Perguntaram-me “porquê ela”? “De tantas pessoas no mundo, estás a ficar amiga logo dela?!” Porque não? Se é uma pessoa como outra qualquer, se afinal até temos tanto em comum, se há confiança. E foi-me ganhando. Fizémos pactos, logo no início, porque lhe pedi, para que não houvesse promiscuidade nas palavras que escorrem duns para outros ouvidos, porque quis separar a pessoa-para-mim da pessoa-para-outros. O que me interessa numa amizade é quem aquela pessoa é para mim. Não me interessa o que dizem que é ou foi ou fez. Se amigos comuns estão de costas voltadas, não tomo partidos. Tendencialmente, as opiniões ficam marcadas pela primeira versão do que se ouve, não necessariamente verdadeira ou falsa, mas uma versão, um ponto de vista. Prefiro não ouvir versão nenhuma. Ou se ouvir, lembrar que as realidades dependem do ângulo de observação e relativizar. Mas isso sou eu, que já sei os terrenos que piso.

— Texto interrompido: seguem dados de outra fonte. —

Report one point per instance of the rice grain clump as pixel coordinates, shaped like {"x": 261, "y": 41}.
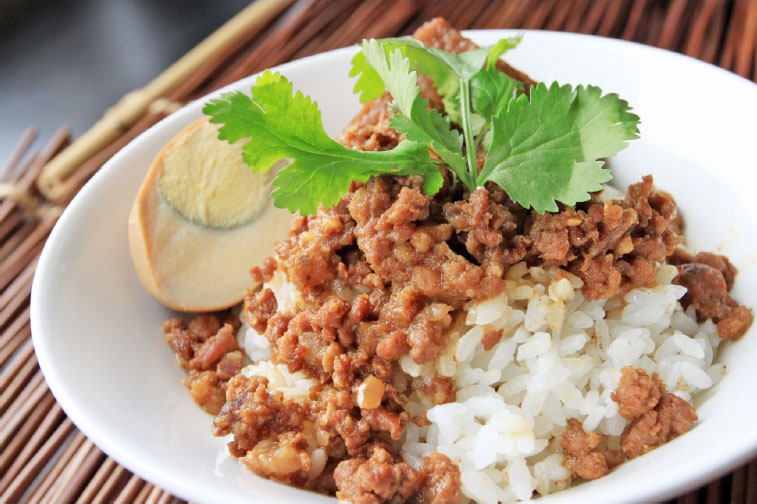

Adiante. Fui alertada, mas nunca vi sinais de perigo. Costumo dizer que tendemos a julgar os outros pela nossa própria bitola. Apenas duas raparigas com poesia e sonhos a correr nas veias, com filosofias antagónicas e irmãs. Fazíamos planos juntas, que nunca passaram disso. Íamos viajar juntas, aqui, ali e além. Sonhei uma vez com ela, a prever-lhe o enlace que me confirmou pouco depois. Antes de confirmar a muitos outros. Perguntou se gostaria de ser convidada para a festa. Guardei a discrição que nem foi preciso pedir. Sempre, mesmo quando quis amparar as lágrimas de alguém, guardei para mim o que me tinha sido confiado. “Conversas entre nós duas, são entre nós duas”, era o pacto, pelo qual zelei sempre. Mesmo no fim, quando senti uma punhalada nas costas que me atingiu bem no centro da confiança. Que me levou a perder a única coisa que importava. Podia ter-me munido de armas e provas e evidências, mas o mal estava feito e não ia voltar atrás. Se houvesse volta, que não fosse por aí. Quem abraça rancores sem fundo nem fundamento não é digno de encontrar a verdade que não pelo seu próprio pé, a custo, para lhe ser mais verdadeira do que o que vem escrito nos livros da escola.
Para mim, os valores da amizade passam pela confiança, pela partilha, pela honra. Mesmo que a amizade seja incipiente, mesmo que seja uma “promessa” como outrora lhe chamei. Para mim, estes valores são lineares, incontornáveis, não têm espaço para subjectivismos. É por isso que não me perco no labirinto da identidade. What you see is what you get. Não sou uma projecção de quem gostaria de ser, não sou uma imagem diferente de mim a que tenha de corresponder. E é, também por isso, que gosto de ser quem sou.